Readers of this space know I've written extensively on collecting and eating acorns, how acorns are eaten in other world cultures, and on the important role acorns play in a wild diet. I also have a series of acorn recipes. What else was there to write?
You can really taste the nuttiness and the warm, "dark" flavor of the acorns in the spaetzle. It was my favorite acorn dish
Lots, apparently. For starters, there are nearly as many ways to get the bitter tannins out of the acorns as there are people who eat them, which is to say, um, at least a dozen. Different species of acorns also taste different, and will act differently in the kitchen. Some are oily, some more floury, some light, some dark.
The best reference point I can give you for all acorns is the chestnut. Both nuts are slightly mealy, share the same color, have a similar nutrient content, and act pretty much the same in the kitchen; chestnuts taste a little sweeter, but acorns caramelize more easily.
A few weeks ago I went to my acorn spot, a grove of giant Valley oaks that regularly drop tons of acorns—not an exaggeration. This year, however, the trees did not set. No acorns to speak of. None. Oaks will do this, however, so a forager needs to have several spots scoped out in case one doesn't pan out.
Fortunately this year I had help. A friend of my friend Jim has a horse paddock underneath lots of oaks. Oaks that were dropping acorns something fierce. Every morning she picked up the acorns, because apparently horses get sick if they eat too many. Did I want them? Hell, yeah I did!

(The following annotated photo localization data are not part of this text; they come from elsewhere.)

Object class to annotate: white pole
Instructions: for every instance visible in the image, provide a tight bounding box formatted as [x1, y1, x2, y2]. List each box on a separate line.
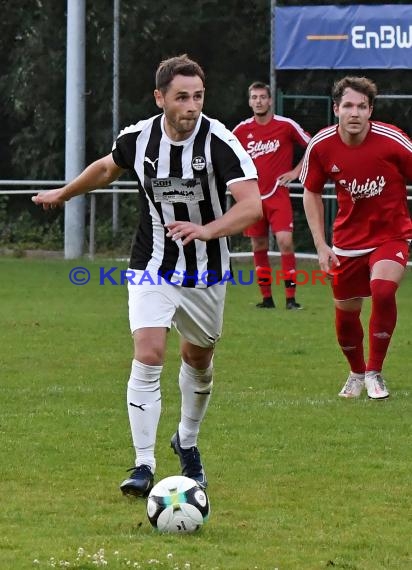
[269, 0, 277, 251]
[270, 0, 277, 109]
[64, 0, 86, 259]
[112, 0, 120, 235]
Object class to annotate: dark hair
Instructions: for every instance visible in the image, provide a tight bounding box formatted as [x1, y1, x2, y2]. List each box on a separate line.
[332, 76, 378, 106]
[248, 81, 271, 98]
[155, 54, 205, 93]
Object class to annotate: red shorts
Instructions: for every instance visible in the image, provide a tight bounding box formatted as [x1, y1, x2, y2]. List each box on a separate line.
[331, 239, 410, 301]
[244, 186, 293, 237]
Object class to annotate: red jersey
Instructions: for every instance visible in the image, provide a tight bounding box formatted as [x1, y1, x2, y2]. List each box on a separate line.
[233, 115, 311, 197]
[300, 121, 412, 251]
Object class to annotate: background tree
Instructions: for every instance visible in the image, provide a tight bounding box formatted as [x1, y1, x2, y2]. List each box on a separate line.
[0, 0, 270, 180]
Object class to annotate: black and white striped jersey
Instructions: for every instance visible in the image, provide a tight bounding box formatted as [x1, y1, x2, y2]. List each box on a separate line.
[112, 112, 257, 287]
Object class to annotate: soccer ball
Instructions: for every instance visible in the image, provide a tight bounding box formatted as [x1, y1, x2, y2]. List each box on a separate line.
[146, 475, 210, 533]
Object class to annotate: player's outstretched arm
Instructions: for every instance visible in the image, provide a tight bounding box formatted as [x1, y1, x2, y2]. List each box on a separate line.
[32, 154, 124, 210]
[165, 179, 262, 246]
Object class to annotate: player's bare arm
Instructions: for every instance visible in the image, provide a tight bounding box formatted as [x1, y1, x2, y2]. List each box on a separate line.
[303, 189, 339, 272]
[32, 154, 124, 210]
[166, 179, 262, 246]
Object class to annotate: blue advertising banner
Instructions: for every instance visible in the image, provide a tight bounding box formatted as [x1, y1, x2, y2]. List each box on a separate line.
[274, 4, 412, 69]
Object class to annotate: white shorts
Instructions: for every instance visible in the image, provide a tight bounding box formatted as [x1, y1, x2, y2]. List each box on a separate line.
[127, 270, 227, 348]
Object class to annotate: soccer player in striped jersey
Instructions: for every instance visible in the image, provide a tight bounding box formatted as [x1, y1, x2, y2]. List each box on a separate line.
[301, 76, 412, 400]
[233, 82, 311, 310]
[33, 55, 262, 495]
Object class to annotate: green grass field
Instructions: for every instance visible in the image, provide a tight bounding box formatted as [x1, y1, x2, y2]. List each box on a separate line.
[1, 257, 411, 570]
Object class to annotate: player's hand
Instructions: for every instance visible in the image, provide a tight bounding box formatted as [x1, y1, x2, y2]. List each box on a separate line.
[317, 244, 340, 275]
[32, 189, 65, 210]
[277, 170, 298, 187]
[165, 221, 212, 246]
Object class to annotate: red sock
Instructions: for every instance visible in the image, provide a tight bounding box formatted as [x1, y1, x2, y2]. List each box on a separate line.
[367, 279, 398, 372]
[281, 253, 296, 299]
[335, 307, 365, 374]
[253, 249, 272, 299]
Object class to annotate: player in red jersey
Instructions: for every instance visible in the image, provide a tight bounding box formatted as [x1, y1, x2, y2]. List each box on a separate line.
[301, 76, 412, 400]
[233, 82, 311, 310]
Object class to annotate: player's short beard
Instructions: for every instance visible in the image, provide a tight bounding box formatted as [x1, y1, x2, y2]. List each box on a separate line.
[255, 109, 271, 119]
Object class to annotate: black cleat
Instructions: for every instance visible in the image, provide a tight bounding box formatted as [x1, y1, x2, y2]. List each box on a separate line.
[120, 464, 154, 497]
[171, 431, 207, 489]
[286, 298, 302, 310]
[256, 296, 275, 309]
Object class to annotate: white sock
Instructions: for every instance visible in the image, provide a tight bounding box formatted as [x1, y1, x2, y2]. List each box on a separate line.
[178, 359, 213, 448]
[127, 359, 162, 472]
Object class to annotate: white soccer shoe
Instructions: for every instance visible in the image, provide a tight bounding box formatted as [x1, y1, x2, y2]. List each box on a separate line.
[338, 372, 365, 398]
[365, 371, 390, 400]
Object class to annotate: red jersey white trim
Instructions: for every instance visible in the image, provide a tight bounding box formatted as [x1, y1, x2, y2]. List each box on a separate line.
[300, 122, 412, 251]
[233, 115, 310, 197]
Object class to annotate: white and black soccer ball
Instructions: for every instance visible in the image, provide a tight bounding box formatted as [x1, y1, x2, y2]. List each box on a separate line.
[147, 475, 210, 533]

So I met Jim and he handed over nearly 30 pounds of acorns.
Sadly, almost a third had the tell-tale hole in them that means an acorn weevil ate the nut. These acorns went outside, food for squirrels. Another portion were from an oak that set tiny acorns, not really worth bothering with. But the bulk of the remainder were acorns from California's blue oak, a "sweet" oak species whose acorns require minimal processing.
Last season I ran out of acorn flour, so I was determined to make more this time. And this time I decided to use cold water to leach out the bitterness in the acorns; last season I used boiling water. Boiling water happens to leach out some important starches in the acorns, and the resulting flour won't stick to itself as well as flour made with cold water.
This matters, because acorn flour lacks gluten—so you need every little bit of stick-to-itive-ness you can get. I also found that cold-leached flour tasted more acorn-y, and was lighter in color.
The catch? It takes many days to make cold-leached acorn flour. Here's how:
• Crack your acorns into a bucket of water, then extract them from the shells into a large bowl of water. Keeping the nuts under water helps preserve the light color—acorns oxidize and turn dark easily.
• Fill a blender half full with acorns and cover with fresh water. Buzz the hell out of them, until you have what really, really looks like a coffee milkshake. Far be it from me to suggest a truly excellent practical joke right now....
• Pour the mix into large jars (big Korean kimchee jars are great) about halfway and top off with more water. Seal the jar and shake everything up. Put the jar in the fridge.